Drug approved for rare but dangerous form of TB

FDA Consumer, Sept-Oct, 1998

The first new drug in 25 years to treat the most common form of tuberculosis received accelerated approval by FDA on June 22.

Rifapentine is intended to be used in combination with other anti-tuberculosis drugs to treat pulmonary tuberculosis, a lung infection that can be highly contagious and life-threatening. Rifapentine has been designated an orphan drug because pulmonary tuberculosis affects a relatively small population of patients in the United States.

Despite a higher relapse rate of pulmonary tuberculosis for patients treated with a drug combination that includes rifapentine during clinical trials than those treated with the similar drug rifampin, an agency advisory committee recommended approval because neither relapse rate was alarmingly high and:

* Patients are more likely to take rifapentine correctly because the drug regimen is easier to follow.
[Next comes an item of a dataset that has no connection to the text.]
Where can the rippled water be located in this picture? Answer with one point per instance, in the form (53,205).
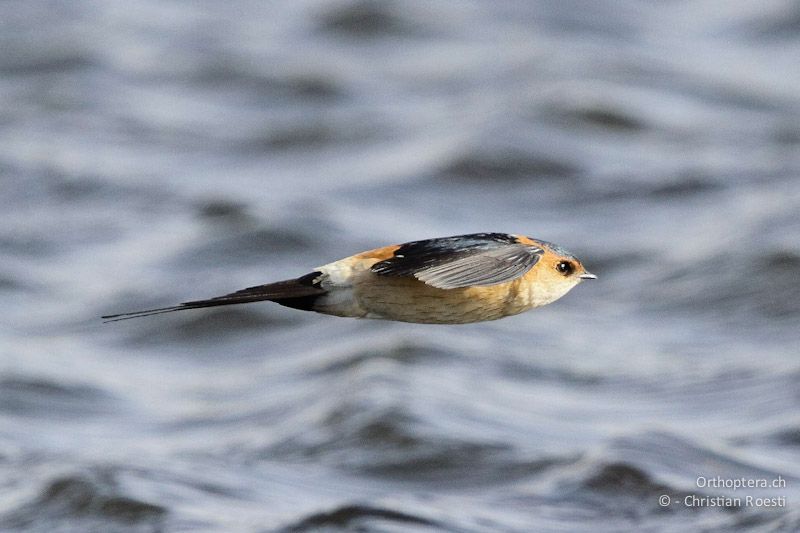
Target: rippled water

* Better compliance not only improves treatment results, but should deter the drug resistance associated with antibiotics.

While using rifapentine, patients and their health-care providers should watch for increased liver enzyme levels, which can lead to liver damage, and increased uric acid levels, which can lead to gout. One of the most common side effects of this drug is discolored, orange-reddish urine.

Marion Merrell Dow, Kansas City, Mo., will manufacture rifapentine under the trade name Priftin.